Permeability modulation in ovarian microvascular endothelial cells in response to neurotensin is mediated by non-VE-cadherin adherens junctions

Author: Andrew Pearson
Program: Biomedical Sciences (PhD)
Mentor(s): Diane Duffy, PhD
Poster #: 43
Session/Time: B/3:40 p.m.

Abstract

Introduction:

Neurotensin (NTS) is an ovulation-critical paracrine signaling molecule produced in the ovulatory follicle after the luteinizing hormone surge. We have previously demonstrated a 75% reduction in ovulation after NTS neutralization in the ovulatory follicle of the cynomolgus macaque. NTS neutralization also causes dramatic red blood cell extravasation in the granulosa layer of the ovulatory follicle, indicative of disruption of the integrity of newly forming vasculature. We hypothesize that cadherin-based adherens junctions between adjacent ovarian vascular endothelial cells control permeability.

Methods:

Monkey ovarian microvascular endothelial cells (mOMECs) were isolated from follicle aspirates of adult female cynomolgus macaques (Macaca fascicularis) via CD31 magnetic bead isolation and endothelial cell selective culture conditions. In vitro cultures of >95% mOMECs (n=4) were used to assess the permeability of a ~90% confluent monolayer to the reporter-conjugated macromolecule streptavidin (60 KDa) using both a trans-well permeability assay and a vascular permeability imaging assay. Cells were treated with an NTS dose range of 0, 0.005, 0.05, 0.5, 5, and 50 mM. Thrombin (1 U/mL) and dibutyryl-cAMP (10 mM) served as positive and negative controls, respectively. To identify the cadherin profile of mOMECs, we employed RNA sequencing, qPCR, immunohistochemistry, or western blot (n=3-4). To identify the cadherins involved in the NTS-mediated effect on permeability, siRNA against N-cadherin (CDH2) and K-cadherin (CDH6) were generated. mOMECs were transfected with siRNA against either CDH2, CDH6, or control (siNC) and treated with either 0 or 5 mM NTS prior to assessment of permeability (n=4).

Results:

In the trans-well permeability assay, NTS at 0.5, 5, and 50 mM significantly decreased mOMEC permeability while 0.05 and 0.005 mM NTS had no significant effect. In the permeability imaging assay, NTS at 5 mM significantly decreased mOMEC permeability (p<0.05). As measured by both RNA sequencing and qPCR, CDH2 and CDH6 were both highly expressed in mOMECs. Surprisingly, mOMEC expression of CDH5, the primary vascular endothelial cadherin, was low to undetectable. Immunodetection confirmed that mOMECs express CDH2 and CDH6 at cell-cell junctions but lack CDH5. siRNA knockdown >65% of both CDH2 and CDH6 in mOMECs was confirmed via qPCR. In control siNC transfected mOMECs, NTS decreased permeability relative to untreated cells (p<0.05).

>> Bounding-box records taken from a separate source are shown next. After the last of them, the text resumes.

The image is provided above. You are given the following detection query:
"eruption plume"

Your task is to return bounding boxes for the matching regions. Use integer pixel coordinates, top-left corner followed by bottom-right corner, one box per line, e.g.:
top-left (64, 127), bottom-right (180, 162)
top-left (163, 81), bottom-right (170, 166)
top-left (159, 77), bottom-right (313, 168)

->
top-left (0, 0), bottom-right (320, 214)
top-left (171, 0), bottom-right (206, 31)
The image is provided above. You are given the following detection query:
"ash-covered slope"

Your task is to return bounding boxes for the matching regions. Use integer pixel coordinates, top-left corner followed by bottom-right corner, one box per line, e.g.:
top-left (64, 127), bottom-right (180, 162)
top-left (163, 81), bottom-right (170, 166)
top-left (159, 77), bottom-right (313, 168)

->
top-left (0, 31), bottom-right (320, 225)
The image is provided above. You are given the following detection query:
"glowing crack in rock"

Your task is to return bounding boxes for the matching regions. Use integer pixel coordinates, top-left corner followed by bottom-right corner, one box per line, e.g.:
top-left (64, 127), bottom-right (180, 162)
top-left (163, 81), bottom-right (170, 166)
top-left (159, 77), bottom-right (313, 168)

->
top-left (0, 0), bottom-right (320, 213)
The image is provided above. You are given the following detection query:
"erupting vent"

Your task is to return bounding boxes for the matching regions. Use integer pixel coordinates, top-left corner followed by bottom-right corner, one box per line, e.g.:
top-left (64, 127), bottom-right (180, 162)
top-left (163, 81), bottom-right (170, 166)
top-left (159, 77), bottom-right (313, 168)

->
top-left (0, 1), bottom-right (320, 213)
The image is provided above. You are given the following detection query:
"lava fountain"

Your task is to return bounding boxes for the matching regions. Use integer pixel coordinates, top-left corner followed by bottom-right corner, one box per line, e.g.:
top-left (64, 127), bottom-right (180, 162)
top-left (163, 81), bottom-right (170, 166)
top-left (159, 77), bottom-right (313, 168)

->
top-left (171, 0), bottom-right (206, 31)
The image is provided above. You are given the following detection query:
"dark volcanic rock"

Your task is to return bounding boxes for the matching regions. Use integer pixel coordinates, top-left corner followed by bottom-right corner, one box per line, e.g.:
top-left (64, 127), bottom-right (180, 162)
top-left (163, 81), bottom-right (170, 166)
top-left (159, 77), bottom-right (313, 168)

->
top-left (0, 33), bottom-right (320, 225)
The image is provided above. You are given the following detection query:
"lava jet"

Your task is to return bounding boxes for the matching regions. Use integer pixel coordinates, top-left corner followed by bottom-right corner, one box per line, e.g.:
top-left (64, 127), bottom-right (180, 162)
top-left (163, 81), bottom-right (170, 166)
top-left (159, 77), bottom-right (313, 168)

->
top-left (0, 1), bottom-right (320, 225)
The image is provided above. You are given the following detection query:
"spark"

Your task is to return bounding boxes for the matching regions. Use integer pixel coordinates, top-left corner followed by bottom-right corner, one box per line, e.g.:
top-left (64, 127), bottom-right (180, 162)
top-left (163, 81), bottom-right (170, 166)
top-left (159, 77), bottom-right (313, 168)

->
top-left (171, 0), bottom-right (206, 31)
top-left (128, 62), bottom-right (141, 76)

However, in siCDH2 and siCDH6 transfected cells, the effect of NTS on permeability was abrogated.

Conclusion:

These data implicate CDH2 and CDH6 in the mechanism of NTS-mediated mOMEC permeability changes. In vitro, NTS decreases mOMEC permeability. These data indicate that neurotensin may also decrease vascular permeability in vivo to maintain vascular integrity during ovulatory angiogenesis, during which permeability is increased. mOMECs express high levels of CDH2 and CDH6 mRNA and protein, but little to no CDH5. In some highly migratory and proliferative vasculature, CDH5 expression is decreased and CDH2 expression is increased. The cadherin profile in mOMECs with high CDH2 and low CDH5 is consistent with the highly invasive phenotype of periovulatory follicular vascular endothelial cells. While CDH6 is not commonly associated with vascular endothelial cells, knockdown of CDH2 and CDH6 abrogate the NTS-induced decrease in mOMEC permeability. These data indicate that permeability-regulating adherens junctions of the ovarian follicular microvasculature may utilize CDH2 and CDH6. Supported by NIH grants HD071875 and HD097675 (DMD and TEC) and product donation from Organon, Jersey City, NJ.